Toni Servillo dans le rôle d'un écrivain désabusé dans "La Grande Bellezza" (DR)
Après avoir remporté le Prix du Jury en 2008 au Festival de Cannes avec Il Divo, Paolo Sorrentino était reparti bredouille de La Croisette et avait plutôt déçu il y a deux ans avec This must be the place, un film tourné aux Etats-Unis avec Sean Penn. Cette année, il revient en pleine forme avec La GrandeBellezza qui marque ses retrouvailles avec l’Italie et avec son acteur fétiche Toni Servillo qui campe le rôle de Jep Gambardella, un écrivain qui remporta un prix littéraire important dans sa jeunesse mais qui ne retrouva plus jamais l’inspiration et se reconvertit dans le journalisme. Bel homme au charme irrésistible malgré les premiers signes de la vieillesse, il est de toutes les mondanités de la ville où son esprit fait merveille et sa compagnie recherchée. Dans son appartement et sur son immense terrasse qui domine Rome, il organise lui-même des fêtes où se joue la comédie du néant. Traversé par les souvenirs d’un amour de jeunesse, il va poser un regard d’une amère lucidité sur le monde qui l’entoure et commencer à s’interroger sur lui-même et sa vie décadente dans une ville, Rome, dont l’aveuglante beauté a quelque chose de paralysant.

L’ombre de Fellini plane sur La Grande Bellezza
La Grande Bellezza est d’ailleurs un hommage appuyé à la ville éternelle et les références sont nombreuses à La DolceVita ou à Roma de Federico Fellini. Son ombre plane sur le film même si Paolo Sorrentino n’a surtout pas cherché à l’imiter, mais a plutôt voulu puiser chez le maître du cinéma italien, une source d’inspiration. Sorrentino apporte d’ailleurs sa touche personnelle au film avec son cortège de visions folles servies par une photo époustouflante.

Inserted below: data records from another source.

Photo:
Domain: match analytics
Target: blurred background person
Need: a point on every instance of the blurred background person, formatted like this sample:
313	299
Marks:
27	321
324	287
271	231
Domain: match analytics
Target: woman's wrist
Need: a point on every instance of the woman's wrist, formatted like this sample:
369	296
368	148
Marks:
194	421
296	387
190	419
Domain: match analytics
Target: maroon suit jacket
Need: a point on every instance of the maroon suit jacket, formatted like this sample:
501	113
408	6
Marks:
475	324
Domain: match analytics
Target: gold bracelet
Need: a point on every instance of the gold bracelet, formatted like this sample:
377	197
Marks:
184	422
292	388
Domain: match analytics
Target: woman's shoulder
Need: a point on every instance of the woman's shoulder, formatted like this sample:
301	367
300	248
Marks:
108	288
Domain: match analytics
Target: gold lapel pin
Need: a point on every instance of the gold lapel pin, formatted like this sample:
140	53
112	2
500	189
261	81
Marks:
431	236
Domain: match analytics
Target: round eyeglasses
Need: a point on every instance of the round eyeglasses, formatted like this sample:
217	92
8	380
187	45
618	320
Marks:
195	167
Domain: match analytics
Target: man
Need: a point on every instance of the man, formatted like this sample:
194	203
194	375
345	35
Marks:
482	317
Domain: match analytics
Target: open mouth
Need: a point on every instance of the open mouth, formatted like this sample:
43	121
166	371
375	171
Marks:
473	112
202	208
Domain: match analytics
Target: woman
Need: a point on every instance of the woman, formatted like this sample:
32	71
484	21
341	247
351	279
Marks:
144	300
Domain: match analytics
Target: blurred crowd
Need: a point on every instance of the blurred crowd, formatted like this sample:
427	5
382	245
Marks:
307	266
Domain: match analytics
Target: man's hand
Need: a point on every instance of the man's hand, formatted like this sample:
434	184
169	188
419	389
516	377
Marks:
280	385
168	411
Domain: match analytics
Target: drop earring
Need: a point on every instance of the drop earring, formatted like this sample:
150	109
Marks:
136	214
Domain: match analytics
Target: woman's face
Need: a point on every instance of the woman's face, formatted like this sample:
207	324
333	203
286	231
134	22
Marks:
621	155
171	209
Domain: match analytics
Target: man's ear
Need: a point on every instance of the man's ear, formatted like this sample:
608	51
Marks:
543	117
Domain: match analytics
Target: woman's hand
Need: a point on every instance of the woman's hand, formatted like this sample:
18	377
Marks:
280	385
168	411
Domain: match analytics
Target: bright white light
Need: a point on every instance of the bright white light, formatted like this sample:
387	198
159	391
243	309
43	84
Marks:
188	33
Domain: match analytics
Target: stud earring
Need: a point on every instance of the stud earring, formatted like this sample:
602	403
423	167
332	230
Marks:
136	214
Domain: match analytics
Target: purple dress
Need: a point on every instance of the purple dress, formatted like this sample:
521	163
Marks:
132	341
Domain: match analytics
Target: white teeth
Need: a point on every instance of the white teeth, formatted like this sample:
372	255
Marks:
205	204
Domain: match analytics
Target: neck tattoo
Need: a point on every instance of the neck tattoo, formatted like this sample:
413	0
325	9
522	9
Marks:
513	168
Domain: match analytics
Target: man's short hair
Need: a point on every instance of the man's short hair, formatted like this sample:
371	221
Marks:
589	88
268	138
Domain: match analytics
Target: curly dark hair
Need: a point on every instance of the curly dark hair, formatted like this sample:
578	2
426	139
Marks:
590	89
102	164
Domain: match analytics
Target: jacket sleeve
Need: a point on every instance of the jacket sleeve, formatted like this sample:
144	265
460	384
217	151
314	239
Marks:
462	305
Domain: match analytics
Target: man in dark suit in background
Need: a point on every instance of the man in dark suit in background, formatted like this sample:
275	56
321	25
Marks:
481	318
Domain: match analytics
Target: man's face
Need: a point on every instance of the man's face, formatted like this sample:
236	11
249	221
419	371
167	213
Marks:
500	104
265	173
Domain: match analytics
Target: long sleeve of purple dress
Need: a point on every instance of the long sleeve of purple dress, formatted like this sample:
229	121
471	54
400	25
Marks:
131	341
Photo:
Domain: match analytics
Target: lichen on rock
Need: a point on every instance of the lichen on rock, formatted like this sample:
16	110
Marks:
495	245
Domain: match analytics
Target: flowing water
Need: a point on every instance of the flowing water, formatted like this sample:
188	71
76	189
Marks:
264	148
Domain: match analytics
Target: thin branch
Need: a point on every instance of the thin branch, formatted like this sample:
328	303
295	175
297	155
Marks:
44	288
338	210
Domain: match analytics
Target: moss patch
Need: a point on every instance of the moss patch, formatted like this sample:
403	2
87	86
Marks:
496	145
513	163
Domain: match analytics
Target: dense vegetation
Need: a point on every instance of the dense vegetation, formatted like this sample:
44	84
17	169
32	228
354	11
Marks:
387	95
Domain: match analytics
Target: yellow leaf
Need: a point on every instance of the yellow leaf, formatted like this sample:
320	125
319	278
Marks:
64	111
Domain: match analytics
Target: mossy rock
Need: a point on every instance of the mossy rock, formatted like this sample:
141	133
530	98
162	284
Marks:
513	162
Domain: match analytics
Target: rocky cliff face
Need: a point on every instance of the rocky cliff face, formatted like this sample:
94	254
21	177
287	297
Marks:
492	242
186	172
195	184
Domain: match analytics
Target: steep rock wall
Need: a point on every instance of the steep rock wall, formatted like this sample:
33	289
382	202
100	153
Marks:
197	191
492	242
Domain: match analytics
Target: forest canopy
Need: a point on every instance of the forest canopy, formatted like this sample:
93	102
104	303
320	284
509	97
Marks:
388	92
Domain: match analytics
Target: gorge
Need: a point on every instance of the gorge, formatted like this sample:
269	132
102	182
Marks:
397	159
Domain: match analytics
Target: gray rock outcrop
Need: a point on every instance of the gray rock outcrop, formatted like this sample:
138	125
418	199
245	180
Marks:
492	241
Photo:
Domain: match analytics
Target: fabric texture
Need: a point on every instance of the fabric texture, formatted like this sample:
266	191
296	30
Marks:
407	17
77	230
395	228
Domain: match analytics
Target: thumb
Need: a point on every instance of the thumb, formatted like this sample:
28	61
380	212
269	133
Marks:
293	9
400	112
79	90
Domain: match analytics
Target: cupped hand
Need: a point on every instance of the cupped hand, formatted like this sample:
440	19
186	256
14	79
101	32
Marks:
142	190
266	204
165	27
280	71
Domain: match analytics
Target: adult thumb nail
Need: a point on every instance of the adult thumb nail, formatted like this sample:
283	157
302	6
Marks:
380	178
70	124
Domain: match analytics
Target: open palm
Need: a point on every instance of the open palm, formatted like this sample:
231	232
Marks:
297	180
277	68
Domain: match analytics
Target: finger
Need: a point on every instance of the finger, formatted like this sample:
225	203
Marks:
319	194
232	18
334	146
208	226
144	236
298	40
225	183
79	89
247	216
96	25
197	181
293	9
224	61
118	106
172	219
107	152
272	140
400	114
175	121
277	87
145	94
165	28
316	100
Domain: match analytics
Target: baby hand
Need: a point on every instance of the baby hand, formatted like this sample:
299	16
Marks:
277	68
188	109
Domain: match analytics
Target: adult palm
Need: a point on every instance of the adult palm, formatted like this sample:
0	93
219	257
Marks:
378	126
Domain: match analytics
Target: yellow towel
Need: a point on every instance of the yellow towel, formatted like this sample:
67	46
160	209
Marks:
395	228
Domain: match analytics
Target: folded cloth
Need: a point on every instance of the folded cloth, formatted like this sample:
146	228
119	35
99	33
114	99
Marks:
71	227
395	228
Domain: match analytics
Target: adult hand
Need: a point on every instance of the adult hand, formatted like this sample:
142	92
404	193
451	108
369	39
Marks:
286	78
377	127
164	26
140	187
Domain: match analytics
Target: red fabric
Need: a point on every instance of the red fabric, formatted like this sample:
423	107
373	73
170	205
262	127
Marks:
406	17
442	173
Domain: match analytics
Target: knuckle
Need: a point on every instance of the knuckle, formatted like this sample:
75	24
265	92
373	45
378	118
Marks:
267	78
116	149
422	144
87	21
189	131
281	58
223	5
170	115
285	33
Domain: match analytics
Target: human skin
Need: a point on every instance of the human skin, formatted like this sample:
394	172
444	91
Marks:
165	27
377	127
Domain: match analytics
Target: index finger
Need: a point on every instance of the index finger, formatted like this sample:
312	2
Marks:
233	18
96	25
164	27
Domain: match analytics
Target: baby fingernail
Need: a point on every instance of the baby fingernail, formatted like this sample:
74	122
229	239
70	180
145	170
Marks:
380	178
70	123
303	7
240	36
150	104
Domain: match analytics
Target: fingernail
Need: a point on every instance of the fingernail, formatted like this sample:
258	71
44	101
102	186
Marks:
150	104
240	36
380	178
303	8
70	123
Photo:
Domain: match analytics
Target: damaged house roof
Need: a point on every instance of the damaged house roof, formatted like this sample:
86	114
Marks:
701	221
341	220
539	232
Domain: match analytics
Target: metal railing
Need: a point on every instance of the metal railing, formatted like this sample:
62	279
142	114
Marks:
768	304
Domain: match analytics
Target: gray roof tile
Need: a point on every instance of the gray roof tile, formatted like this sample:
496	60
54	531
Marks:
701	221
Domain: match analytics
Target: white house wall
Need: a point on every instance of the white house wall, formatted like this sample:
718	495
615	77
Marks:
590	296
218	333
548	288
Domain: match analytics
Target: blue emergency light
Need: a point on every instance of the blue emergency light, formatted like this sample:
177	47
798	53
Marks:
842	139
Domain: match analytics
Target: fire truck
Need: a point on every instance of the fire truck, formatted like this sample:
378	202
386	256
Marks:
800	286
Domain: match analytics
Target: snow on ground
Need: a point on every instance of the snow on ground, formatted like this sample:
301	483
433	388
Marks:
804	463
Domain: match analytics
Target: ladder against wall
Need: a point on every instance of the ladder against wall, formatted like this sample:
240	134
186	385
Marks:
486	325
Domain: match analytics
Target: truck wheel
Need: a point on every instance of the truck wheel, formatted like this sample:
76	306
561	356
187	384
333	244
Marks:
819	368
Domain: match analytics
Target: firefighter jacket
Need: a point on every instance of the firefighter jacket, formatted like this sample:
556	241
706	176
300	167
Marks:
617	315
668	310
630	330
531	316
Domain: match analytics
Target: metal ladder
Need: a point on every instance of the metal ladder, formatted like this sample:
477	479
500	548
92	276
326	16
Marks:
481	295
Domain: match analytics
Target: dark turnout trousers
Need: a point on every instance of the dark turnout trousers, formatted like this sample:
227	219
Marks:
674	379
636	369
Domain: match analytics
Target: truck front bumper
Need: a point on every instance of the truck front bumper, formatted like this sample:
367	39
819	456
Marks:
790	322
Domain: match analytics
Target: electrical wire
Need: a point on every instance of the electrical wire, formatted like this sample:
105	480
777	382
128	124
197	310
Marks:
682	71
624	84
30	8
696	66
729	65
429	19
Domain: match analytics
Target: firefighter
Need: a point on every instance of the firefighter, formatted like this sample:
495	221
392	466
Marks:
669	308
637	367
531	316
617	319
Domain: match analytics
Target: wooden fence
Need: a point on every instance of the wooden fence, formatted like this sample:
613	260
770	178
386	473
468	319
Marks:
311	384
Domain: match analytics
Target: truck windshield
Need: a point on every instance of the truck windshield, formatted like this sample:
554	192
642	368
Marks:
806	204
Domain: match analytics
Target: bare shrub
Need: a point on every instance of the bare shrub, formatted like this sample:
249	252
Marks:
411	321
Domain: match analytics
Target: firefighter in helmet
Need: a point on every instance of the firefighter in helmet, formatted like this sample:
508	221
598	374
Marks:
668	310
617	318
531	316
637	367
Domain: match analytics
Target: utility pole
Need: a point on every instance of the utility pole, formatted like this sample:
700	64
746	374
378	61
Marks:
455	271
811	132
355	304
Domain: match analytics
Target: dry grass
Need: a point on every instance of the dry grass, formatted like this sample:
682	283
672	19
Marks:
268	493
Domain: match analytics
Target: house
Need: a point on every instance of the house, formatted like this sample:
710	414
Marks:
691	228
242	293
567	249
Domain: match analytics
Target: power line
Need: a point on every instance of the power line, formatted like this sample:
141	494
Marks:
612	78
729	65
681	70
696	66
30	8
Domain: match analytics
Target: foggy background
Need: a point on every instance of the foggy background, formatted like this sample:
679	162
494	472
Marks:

La caméra virevolte en suivant Jep Gambardella qui avance dans la vie avec une nonchalance affectée au milieu de fêtes romaines excentriques ponctuées de performances artistiques étranges comme celle de cette petite fille qui jette des pots de peinture sur une toile géante pour en faire un tableau devant une foule ébahie. Sorrentino porte un regard désabusé sur l’Italie post-Berlusconi en pleine déconfiture culturelle et morale. Un pays où la pauvreté est aussi autre que matérielle. Tout comme son héros, le cinéaste semble à la poursuite d’une chimère et à la recherche de l’idéal insaisissable qui donne son titre au film. Avec La GrandeBellezza, il semble l’avoir en partie trouvé et, en tout cas, son retour en Italie lui a fait le plus grand bien. Ce retour sera-t-il aussi gagnant au Festival de Cannes ? Réponse dimanche soir avec la proclamation du palmarès.